All of the judges of the Supreme Court of the United States may be hearing the same testimony in a case, and yet these judges frequently express dissenting opinions, although no selfish end is to be gained by this course. This illustration shows the varying, even accidental, factors in the production of so-called truth. The truths of justice ought not to be less important than other truths, and yet here are judges, each equally desirous of awarding justice, expressing conflicting opinions from precisely the same data. (3ne part of the testimony will attach itself to some former experience in the case of a certain judge. That testimony may thereby become powerfully swayed by that association, and may therefore assume undue importance. Other testimony may not receive sufficient attention, because there was no associated factor to intensify the impression. A jury is especially exposed to such deflections. If there is a damage suit over injury to a child, any jurymen who have children will be peculiarly sensitive to testimony showing carelessness on the part of the one who occasioned the injury, and peculiarly deaf to testimony establishing the fact that the child's own fault was responsible for the harm. In general, less important truths with a powerful attachment to something in our own experience will completely overshadow those more important with no such association. No one can forecast how many truths will affect certain people until he knows what associated ideas these truths have to contend with.

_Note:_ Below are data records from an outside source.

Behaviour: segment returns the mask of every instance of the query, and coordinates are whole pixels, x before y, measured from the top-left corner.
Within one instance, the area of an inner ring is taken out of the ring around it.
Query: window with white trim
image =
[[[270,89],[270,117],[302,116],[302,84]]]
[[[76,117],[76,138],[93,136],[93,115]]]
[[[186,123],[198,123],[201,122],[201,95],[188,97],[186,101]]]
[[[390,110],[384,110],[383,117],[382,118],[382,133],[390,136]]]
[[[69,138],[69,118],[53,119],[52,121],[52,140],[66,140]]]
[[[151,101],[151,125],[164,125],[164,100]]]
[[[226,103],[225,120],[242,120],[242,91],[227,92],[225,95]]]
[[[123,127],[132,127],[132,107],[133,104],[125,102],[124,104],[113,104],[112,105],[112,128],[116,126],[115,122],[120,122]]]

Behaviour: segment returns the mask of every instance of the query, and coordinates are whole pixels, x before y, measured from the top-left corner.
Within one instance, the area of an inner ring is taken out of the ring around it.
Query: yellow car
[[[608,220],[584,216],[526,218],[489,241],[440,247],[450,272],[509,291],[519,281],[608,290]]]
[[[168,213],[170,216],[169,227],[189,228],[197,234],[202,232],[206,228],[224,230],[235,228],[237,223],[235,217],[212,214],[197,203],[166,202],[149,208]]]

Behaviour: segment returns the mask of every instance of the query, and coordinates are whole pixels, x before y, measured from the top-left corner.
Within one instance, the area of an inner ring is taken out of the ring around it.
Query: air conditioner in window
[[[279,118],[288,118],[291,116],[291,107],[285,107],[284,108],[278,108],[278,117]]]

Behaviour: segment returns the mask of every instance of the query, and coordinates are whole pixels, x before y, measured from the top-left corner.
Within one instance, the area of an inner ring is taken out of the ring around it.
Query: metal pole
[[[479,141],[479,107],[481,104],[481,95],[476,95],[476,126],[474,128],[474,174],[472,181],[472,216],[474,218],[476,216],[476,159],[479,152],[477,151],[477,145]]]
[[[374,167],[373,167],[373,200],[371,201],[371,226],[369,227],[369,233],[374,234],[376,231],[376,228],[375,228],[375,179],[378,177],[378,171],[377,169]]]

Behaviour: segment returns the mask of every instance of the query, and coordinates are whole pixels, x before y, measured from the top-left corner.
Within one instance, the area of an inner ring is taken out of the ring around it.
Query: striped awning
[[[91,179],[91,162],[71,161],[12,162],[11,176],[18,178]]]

The association of ideas goes so far as even to affect the way in which we perceive things. A passing bird may be perceived, or, as some people prefer to say, "apperceived," by a lady as an ornament to her bonnet; by a fruit-grower as an insect-killer; by a poet as a songster; by an artist as a fine bit of coloring and form. The housewife may apperceive old rags as something to be thrown away; a rag-picker, as something to be gathered up. A carpenter, walking in a forest, would see the trees as possible sticks of timber. A botanist would notice the shapes of the leaves. A hunter would have an eye for coverts for game. A fisherman would regard the stream flowing through the wood as a good place for trout. An ornithologist would have an ear for the birds. A man's profession can soon be detected by the way he perceives things. The truths of our world are determined by what we see, and we for the most part see only those things which we can join to something in our own line of experience. All other things do not exist for us. Their truths are not a part of our world. After we have perceived a thing, the brain probably never returns to its former state. Any new perception will feel the deflecting force of former perceptions. A butcher and a cloth manufacturer perceive a sheep in an entirely different way. If their perceptions have differed, it is impossible for two persons to see a new thing in precisely the same way. It is of the utmost importance for success in life that this truth be fully apprehended. Men succeed in proportion to their fullness of understanding their fellow-men and influencing them. Educated persons ought to expect different men to look at the same thing in different ways, and the intelligent should be constantly prepared to meet such cases. If psychology is to have practical worth, such truths as these must be emphasized. There will then he less surprise when people quarrel and go to law because they can not see the same thing in the same way. Many a business failure might have been averted had this trouble been adequately known in advance. Where a danger is philosophically foreseen, the risks incident to it may be diminished.

We need constantly to remember that human truth is a variable incomplete entity; that it differs according to whether it is your truth or my truth; that it is subject to the deflections of emotion, at the mercy of the association of ideas and of the education and personal training received in any community at any time.